My book is introducing the need for Chebyshev's Inequality in the following way, and I'm confused at some of the constructs used here.

Suppose we have a biased coin, but we don’t know what the bias is. To estimate the bias, we toss the coin $n$ times and count how many Heads we observe. Then our estimate of the bias is given by $\hat{p} = \frac{1}{n}S_n$ , where $S_n$ is the number of Heads in the n tosses. Is this a good estimate? Let $p$ denote the true bias of the coin, which is unknown to us. Since $E(S_n) = np$, we see that the estimator $\hat{p}$ has the correct expected value: $E(\hat{p})=\frac{1}{n}E(S_n) = p$. This means when $n$ is sufficiently large, we can expect $\hat{p}$ to be very close to $p$; this is a manifestation of the Law of Large Numbers.

Starting from the beginning, this is my understanding:

$\hat{p} = \frac{1}{n}S_n$ comes from the fact that $n\hat{p} = S_n$

$E(S_n) = np$ because...

Let $X$ be the number of heads in $n$ coin tosses. Let $X_i$ be $1$ if the toss is heads and $0$ otherwise. Then, the $E[X_i] = Pr[X_i = 1] = p$. By linearity of expectation we can say $E(X) = np$

Th apart I'm confused about is the following line

...we see that the estimator $\hat{p}$ has the correct expected value: $E(\hat{p})=\frac{1}{n}E(S_n) = p$.

So they are definitely treating $\hat{p}$ as a random variable, and it apparently has a distribution. This sort of makes sense to me since $\hat{p}$ is an estimate so it can take on values $\hat{p} \in [0, 1]$. Apart from that I'm very confused about the right hand side of that statement. Any clarification would be much appreciated

EDIT: After reading my post, I realized the same logic I applied to the initial definition of $\hat{p}$ could be of use. Does this make sense?

$nE(\hat{p}) = E(S_n)$ ? If so, where does $p$ come from?

1

There are 1 best solutions below

0
On BEST ANSWER

Your basic concepts about Statistics are not clear. Let me try to help you.

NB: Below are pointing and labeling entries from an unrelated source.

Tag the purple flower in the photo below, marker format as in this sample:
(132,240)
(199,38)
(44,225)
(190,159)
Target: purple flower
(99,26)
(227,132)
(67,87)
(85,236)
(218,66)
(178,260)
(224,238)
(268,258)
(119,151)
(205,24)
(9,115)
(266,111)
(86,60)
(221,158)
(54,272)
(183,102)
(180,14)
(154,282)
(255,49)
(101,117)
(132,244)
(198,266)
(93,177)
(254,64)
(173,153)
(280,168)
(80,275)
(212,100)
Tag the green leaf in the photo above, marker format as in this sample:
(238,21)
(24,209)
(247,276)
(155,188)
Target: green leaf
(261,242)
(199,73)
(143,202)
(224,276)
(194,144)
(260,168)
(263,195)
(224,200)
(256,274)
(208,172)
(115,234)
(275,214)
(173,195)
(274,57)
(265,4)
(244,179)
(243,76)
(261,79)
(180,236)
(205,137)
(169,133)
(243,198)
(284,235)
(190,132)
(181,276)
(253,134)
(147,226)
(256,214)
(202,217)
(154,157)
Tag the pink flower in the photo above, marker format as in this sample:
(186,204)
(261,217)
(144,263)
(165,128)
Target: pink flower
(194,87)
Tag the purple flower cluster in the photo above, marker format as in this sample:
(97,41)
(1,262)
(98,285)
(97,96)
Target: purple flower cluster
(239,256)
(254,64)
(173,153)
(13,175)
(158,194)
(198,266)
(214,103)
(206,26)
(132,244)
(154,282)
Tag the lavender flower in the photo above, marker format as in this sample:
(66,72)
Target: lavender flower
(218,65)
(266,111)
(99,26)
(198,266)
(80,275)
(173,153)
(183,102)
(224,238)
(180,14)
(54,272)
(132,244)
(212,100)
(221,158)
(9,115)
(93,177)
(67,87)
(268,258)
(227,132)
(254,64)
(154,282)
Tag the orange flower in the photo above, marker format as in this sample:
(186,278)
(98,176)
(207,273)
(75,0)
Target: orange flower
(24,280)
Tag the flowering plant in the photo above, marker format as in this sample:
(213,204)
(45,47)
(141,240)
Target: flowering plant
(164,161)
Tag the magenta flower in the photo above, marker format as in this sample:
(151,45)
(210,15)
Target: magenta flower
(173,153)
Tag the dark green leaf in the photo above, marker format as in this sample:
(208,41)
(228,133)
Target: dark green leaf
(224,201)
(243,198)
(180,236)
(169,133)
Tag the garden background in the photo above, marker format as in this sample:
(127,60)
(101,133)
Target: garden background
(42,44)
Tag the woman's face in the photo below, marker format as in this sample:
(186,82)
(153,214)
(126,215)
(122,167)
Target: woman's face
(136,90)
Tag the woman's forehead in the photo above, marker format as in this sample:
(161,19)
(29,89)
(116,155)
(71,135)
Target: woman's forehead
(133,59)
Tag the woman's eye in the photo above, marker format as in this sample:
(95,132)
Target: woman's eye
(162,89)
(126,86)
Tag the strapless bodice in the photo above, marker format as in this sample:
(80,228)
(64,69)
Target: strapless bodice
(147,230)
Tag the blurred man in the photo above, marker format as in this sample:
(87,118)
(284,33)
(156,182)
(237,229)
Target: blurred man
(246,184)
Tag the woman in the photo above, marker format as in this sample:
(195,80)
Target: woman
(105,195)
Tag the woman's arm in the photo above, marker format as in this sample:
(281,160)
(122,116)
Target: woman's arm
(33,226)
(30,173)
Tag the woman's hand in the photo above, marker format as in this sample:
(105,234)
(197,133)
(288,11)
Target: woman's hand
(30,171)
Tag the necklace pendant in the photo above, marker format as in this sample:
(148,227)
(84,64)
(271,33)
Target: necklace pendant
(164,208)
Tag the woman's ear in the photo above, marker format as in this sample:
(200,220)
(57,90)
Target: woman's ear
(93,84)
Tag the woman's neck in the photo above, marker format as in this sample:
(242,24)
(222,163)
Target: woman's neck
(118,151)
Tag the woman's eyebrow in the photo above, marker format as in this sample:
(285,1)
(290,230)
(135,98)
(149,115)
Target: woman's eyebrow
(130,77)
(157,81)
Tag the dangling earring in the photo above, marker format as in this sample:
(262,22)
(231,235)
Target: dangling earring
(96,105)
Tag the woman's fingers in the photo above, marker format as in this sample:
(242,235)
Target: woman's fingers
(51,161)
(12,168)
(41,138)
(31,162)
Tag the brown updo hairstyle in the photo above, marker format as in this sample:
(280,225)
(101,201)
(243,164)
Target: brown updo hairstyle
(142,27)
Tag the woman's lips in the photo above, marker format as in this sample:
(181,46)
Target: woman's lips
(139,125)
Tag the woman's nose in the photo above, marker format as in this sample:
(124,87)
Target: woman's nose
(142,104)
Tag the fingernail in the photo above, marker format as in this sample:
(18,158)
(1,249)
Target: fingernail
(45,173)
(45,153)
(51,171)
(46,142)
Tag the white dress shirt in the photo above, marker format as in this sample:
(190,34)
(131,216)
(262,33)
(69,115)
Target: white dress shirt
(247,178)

$p$ is a parameter, which is unknown to you. You want to estimate it, i.e. have some idea about $p$. You thus do the following experiment: you take a coin whose probability of landing Head is $p$ and you toss the coin $n$ times. Let $X_i=1$ if the $i$-th toss is Head, and $X_i=0$ if $i$-th toss is Tail.

You correctly notes that $E(X_i)=P(X_i=1)=p$.

Now you believe that average of the number of heads would give you a good estimate of $p$, intuitively. So you take the estimator $\hat{p}=\dfrac{S_n}{n}$ where $S_n=X_1+X_2+...+X_n$.

Since $X_i$ are random, your $S_n$ is random, and thus your $\hat{p}$ is also random. You now want to calculate its expected value.

$E(\hat{p})=E(\dfrac{S_n}{n})=\dfrac{1}{n}E(S_n)=\dfrac{1}{n}E(\sum_{i=1}^n X_i)=\dfrac{1}{n} \sum{i=1}^n E(X_i)=\dfrac{1}{n}np=p$

So $\hat{p}$ is an unbiased estimator of $p$. Your $p$ is non-random but your $\hat{p}$ is. You observe $\hat{p}$ from data, not $p$.